Antelope Canyon is carved out by the same waters that flowed into the Colorado River and carved the Grand Canyon. The Antelope Canyon walls have been carved into what looks like fluid rock. Water from above Antelope Canyon travels through cracks and caverns in the sandstone until it builds up significant speed near Antelope Canyon. As the flood water rushes and spirals through the present formations, the water continually sands and reshapes the walls into masterpieces.
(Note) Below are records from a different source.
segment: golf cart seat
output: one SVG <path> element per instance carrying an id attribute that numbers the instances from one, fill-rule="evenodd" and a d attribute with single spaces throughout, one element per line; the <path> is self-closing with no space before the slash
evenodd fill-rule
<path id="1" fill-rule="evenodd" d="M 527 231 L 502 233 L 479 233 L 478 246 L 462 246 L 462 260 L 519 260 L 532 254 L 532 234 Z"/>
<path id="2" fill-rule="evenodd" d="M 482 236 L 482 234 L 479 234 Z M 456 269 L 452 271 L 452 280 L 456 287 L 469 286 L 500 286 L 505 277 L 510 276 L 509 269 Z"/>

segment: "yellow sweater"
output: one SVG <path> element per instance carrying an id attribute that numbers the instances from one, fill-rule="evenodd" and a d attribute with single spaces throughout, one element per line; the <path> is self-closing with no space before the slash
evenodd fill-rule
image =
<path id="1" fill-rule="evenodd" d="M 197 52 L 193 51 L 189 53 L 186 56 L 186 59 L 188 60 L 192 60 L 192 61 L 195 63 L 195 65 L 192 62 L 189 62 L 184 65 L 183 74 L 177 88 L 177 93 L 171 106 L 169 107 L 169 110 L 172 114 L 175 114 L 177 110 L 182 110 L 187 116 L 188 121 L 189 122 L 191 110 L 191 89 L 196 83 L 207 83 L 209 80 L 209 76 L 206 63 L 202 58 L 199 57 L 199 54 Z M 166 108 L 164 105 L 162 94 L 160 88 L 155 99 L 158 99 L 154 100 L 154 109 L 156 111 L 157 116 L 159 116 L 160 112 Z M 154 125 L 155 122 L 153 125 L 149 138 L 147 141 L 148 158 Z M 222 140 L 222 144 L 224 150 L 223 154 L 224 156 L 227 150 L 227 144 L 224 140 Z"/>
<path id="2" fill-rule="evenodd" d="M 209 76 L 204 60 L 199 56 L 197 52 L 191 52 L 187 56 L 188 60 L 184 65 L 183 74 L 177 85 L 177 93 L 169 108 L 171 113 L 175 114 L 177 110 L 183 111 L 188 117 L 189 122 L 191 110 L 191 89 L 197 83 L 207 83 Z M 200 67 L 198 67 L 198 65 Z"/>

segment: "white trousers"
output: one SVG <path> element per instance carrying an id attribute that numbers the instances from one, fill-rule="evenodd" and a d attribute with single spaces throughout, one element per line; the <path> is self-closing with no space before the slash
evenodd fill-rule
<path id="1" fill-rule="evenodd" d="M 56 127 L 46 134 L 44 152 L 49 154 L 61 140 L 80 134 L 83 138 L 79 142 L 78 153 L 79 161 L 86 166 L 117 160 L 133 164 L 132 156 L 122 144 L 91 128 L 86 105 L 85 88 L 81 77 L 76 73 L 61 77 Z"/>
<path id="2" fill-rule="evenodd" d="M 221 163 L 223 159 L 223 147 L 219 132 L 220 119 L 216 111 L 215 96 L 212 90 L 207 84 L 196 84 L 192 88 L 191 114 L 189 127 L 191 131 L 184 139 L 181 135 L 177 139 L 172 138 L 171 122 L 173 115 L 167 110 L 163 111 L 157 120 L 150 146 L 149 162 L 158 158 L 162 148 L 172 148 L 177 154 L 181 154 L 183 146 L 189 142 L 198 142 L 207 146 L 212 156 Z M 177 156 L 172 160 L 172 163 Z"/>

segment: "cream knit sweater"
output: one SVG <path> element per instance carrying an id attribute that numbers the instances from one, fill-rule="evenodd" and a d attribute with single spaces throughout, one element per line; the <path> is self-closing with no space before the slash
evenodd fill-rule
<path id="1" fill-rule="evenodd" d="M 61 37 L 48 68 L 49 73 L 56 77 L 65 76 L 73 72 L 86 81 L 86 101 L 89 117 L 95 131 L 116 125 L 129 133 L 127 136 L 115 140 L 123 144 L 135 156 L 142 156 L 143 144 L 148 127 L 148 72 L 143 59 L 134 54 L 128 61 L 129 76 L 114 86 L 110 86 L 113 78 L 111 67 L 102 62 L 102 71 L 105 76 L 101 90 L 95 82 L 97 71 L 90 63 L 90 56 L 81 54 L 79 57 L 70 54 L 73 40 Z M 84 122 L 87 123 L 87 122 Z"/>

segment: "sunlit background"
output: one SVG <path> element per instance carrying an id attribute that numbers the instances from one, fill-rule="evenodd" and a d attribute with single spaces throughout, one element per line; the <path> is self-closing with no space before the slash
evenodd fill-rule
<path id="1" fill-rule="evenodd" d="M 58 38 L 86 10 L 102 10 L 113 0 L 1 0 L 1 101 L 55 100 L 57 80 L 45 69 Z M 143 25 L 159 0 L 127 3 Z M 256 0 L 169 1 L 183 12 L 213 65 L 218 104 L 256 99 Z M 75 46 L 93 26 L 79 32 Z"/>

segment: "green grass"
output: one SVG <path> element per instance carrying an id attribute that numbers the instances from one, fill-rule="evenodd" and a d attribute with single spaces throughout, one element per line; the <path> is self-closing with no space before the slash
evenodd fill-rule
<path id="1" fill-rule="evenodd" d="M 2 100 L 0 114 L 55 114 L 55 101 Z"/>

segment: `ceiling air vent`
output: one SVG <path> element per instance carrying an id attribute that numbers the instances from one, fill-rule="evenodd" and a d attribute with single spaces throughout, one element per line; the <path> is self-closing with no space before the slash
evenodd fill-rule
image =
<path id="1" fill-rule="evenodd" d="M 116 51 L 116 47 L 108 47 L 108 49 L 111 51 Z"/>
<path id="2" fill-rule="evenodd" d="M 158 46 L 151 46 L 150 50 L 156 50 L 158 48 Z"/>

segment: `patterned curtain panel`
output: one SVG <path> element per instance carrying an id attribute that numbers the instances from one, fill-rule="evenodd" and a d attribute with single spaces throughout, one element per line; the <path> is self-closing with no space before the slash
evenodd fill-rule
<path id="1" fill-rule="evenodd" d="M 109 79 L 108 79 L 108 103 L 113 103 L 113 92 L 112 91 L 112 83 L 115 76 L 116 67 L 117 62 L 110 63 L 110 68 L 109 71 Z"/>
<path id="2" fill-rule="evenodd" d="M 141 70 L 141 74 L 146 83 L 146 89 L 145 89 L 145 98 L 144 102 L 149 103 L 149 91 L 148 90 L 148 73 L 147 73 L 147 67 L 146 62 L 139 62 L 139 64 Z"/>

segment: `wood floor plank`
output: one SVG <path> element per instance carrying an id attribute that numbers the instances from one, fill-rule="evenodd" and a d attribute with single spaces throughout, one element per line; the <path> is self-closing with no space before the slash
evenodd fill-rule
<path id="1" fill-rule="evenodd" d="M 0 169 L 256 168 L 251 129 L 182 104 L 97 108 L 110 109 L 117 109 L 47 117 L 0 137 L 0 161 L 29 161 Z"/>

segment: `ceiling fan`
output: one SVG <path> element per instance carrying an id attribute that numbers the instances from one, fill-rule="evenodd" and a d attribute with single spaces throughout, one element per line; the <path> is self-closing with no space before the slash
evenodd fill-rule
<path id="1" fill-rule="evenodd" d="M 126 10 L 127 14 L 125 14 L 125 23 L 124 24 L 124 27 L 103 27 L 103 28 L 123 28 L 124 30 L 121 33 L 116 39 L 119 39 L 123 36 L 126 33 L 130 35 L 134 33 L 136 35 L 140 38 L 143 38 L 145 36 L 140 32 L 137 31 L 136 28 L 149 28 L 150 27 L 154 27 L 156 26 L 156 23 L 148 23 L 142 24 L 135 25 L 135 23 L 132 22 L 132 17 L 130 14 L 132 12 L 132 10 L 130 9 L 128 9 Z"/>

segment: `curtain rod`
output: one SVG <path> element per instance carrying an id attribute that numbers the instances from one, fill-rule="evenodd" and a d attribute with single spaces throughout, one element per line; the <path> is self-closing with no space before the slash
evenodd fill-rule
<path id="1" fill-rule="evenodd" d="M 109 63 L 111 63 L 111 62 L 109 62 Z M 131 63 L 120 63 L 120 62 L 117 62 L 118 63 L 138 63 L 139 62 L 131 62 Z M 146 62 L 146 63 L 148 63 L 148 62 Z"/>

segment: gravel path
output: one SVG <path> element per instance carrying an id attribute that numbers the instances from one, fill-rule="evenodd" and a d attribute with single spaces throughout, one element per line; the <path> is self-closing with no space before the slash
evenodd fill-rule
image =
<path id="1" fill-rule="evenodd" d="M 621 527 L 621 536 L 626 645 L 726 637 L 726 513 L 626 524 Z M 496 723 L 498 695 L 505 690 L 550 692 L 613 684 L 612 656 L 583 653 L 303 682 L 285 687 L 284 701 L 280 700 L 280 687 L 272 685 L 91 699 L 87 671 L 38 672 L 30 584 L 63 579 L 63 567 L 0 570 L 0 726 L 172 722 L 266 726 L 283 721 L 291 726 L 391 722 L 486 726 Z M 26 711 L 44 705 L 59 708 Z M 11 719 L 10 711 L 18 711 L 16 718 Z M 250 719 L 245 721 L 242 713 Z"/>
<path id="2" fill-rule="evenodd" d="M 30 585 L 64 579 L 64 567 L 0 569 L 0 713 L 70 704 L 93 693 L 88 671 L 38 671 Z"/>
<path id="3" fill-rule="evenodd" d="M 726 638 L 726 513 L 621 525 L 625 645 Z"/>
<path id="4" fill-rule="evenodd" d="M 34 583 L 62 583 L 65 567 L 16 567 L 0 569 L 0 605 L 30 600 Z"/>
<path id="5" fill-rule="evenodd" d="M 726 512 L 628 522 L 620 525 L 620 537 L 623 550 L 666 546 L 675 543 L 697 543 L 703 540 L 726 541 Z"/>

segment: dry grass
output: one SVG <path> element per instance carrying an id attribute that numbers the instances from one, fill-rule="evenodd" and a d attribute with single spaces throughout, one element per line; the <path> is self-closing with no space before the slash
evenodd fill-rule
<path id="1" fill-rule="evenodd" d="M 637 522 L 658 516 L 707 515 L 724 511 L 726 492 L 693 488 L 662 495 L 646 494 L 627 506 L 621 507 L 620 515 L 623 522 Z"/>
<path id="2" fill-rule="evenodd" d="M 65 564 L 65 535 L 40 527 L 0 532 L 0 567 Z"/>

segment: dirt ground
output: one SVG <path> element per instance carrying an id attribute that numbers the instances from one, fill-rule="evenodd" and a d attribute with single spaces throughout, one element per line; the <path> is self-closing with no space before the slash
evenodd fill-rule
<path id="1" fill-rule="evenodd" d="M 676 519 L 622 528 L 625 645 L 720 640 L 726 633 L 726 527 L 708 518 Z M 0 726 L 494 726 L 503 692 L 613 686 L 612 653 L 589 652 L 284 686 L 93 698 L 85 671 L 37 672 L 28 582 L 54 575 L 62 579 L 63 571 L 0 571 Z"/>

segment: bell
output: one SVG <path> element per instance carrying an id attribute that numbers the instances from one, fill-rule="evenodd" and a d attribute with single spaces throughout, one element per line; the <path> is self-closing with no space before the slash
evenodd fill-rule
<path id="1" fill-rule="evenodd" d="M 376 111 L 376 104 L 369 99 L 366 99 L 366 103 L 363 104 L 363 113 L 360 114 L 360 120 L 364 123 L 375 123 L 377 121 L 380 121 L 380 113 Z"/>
This water eventually makes its way to Lake Powell and ultimately the Colorado River.
Antelope Canyon includes two separate, scenic slot canyon sections, referred to individually as "Upper Antelope Canyon" or "The Crack"; and "Lower Antelope Canyon" or "The Corkscrew".
Upper Antelope Canyon
Upper Antelope Canyon is called Tsé bighánílíní, "the place where water runs through rocks" by the Navajo. It is the most frequently visited by tourists for two reasons. First, its entrance and entire length are at ground level, requiring no climbing. Second, beams (shafts of direct sunlight radiating down from openings in the top of the canyon) are much more common in Upper than in Lower. Beams occur most often in the summer months, as they require the sun to be high in the sky.
Lower Antelope Canyon
Lower Antelope Canyon, called Hazdistazí, or "spiral rock arches" by the Navajo Indians, are located a few miles away. Prior to the installation of metal stairways, visiting the canyon required climbing along pre-installed ladders in certain areas. Even following the installation of stairways, it is a more difficult hike than Upper Antelope. It is longer, narrower in spots, and even footing is not available in all areas. At the end, the climb out requires several flights of stairs.